Aug 03, 2007 10:50
While I enjoy the facelessness of the internet for somethings, I find it quite frustrating that I cannot reasonably engage someone in a public debate on an electronic stage. Instead, I am bound to engage in kind of passive debate, arguing silently over the precise verbiage of a thing, providing edits, undoing revisions that someone has undone to my work because I do not believe the citation or source.
There is a level at which I am frustrated with the internet as a medium. It is contains a lot of content, but is largely devoid of meaning. I cannot hear the sarcasm in another's voice, the comfort of a gentle word, nor really understand the outrage or anger of another. All I have are cold calm electrons that bounce off my computer and leave an imprint on my retina. I think that I understand what people mean to convey, but I know in my heart that I am just guessing. Normally this capacity for misapprehension has me struck dumb, for I personally prefer silence to miscommunication, though others may interpret this silence as a lack of caring or connection.

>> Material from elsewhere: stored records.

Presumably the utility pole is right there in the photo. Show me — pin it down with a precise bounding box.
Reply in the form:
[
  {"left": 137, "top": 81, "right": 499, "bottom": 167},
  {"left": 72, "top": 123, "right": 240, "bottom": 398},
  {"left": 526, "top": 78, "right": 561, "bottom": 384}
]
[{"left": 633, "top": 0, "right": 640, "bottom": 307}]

Sometimes, though, I am moved to speak, or at least to type. However, in the world of the internet this is often too late. If you don't respond quickly, then you might as well not respond at all. The speed of light is nothing compared to the speed that a flame will follow you home after an off the cuff comment. Considered words are even worse. The carefully crafted, meticulously examined words are a lure to the hobgoblins of the internet, and will draw them in to offer their points of view, which will of course be phrased as "corrections".
Probably, people's egos don't like feeling like they're in a room with someone who knows more than they do. The internet is their playground, and today they don't feel like sharing. It's a sad truth that when left to our own devices, and encouraged by the idea that no one is truly capable of monitoring us or enforcing rules on us, we revert to the simplest, most egocentric, and most fundamentally selfish of moralities.
As much as I love the internet as both a means of communication and a source of constant (if not entirely trustworthy) information, I remain leery of it, and am always wondering about a lot of what I see that comes whizzing along as stray electrons, and leave their imprint on my brain.